Wikidata:Property proposal/WordNet 3.1 Synset Id
WordNet 3.1 Synset Id
editOriginally proposed at Wikidata:Property proposal/Authority control
Description | Synset identifier in Princeton’s WordNet Version 3.1 |
---|---|
Represents | WordNet (Q533822) |
Data type | External identifier |
Domain | item |
Allowed values | \d{8}\-[nvarsp] |
Example 1 | dog (Q144) → 02086723-n |
Example 2 | pawl (Q55629301) → 03907626-n |
Example 3 | hot dog (Q181055) → 07692347-n |
Source | https://wordnet.princeton.edu/ |
Planned use | There is already word-sense disambiguation software that produces WordNet synsets. This property would allow such software to target Wikidata. |
Number of IDs in source | 117,000 |
Expected completeness | eventually complete (Q21873974) |
Formatter URL | http://wordnet-rdf.princeton.edu/id/$1 |
Robot and gadget jobs | See below |
See also | Interlingual Index ID (P5063), BabelNet ID (P2581) |
Motivation
editWordNet is a substantial and widely-used set of concepts. Having a mapping between Wikidata and WordNet would assist those who want to use Wikidata for word sense disambiguation.

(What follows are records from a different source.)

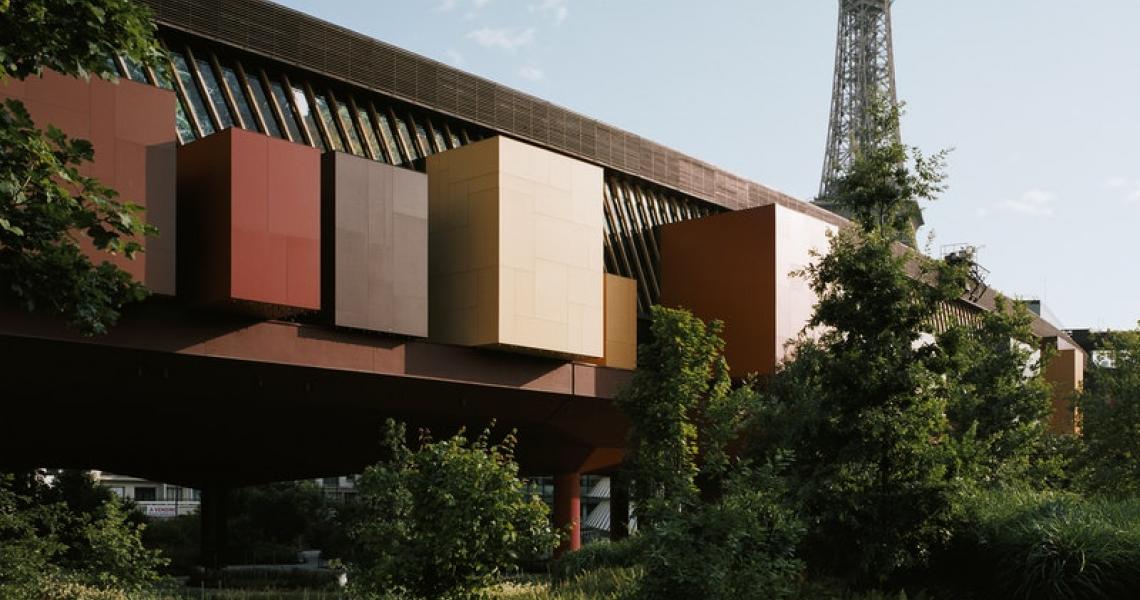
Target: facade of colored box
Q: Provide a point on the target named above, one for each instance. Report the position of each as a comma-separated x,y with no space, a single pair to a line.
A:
620,323
250,223
739,268
131,127
515,246
375,245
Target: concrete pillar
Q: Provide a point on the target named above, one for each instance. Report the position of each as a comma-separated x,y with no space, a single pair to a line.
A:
213,511
568,510
619,505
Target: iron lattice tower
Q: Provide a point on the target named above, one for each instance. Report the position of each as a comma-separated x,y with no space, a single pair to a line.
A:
864,73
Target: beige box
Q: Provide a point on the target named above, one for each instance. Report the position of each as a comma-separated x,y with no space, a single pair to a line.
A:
515,249
620,323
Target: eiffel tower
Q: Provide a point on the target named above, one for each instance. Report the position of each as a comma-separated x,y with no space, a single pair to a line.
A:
864,74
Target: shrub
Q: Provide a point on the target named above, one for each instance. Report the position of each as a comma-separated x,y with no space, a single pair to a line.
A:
742,546
444,519
71,536
597,556
1048,545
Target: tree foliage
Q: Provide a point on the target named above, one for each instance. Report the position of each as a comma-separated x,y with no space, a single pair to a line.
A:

I note two previous proposals from two years ago: Wikidata:Property_proposal/Wordnet_synset_ID and Wikidata:Property proposal/WordNet ID. The first of those gained significant support, but was withdrawn because of issues about how WordNet ids changed in different versions, and because of questions about the part-of-speech being required to convert the id into a URL. The second proposal was opposed because its relationship to the prior proposal was unclear and because of the forthcoming integration with Wiktionary.

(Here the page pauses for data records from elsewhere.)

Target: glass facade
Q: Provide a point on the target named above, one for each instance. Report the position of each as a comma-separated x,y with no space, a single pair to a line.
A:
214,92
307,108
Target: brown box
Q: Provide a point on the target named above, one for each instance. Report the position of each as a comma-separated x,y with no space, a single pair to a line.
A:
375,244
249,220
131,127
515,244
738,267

Regarding the issue with versions, this proposal solves that problem by being specific to one version, and uses the "offsets" for that version. (Arguably, we ought to have properties for both 3.0 and 3.1, the two major versions in use today, but only 3.1 is proposed here.)

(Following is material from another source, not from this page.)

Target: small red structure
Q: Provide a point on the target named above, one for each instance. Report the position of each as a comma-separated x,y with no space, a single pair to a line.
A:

The issue of the part-of-speech being part of the URL is resolved by making it part of the identifier.
This property is not directly related to the lexicographical data because these identifiers are for lexical concepts, which are better modelled as Wikidata items. WordNet has a separate namespace for lemmata, e.g. http://wordnet-rdf.princeton.edu/lemma/dog .
As can be seen in this query, we already have 188 mappings to WordNet 3.1 using exact match (P2888). While these are usable, it is better to have a specific property. These can be used to populate the property. Mappings between WordNet 3.0 and 3.1 and with other resources like ILI and BabelNet are available from various sources.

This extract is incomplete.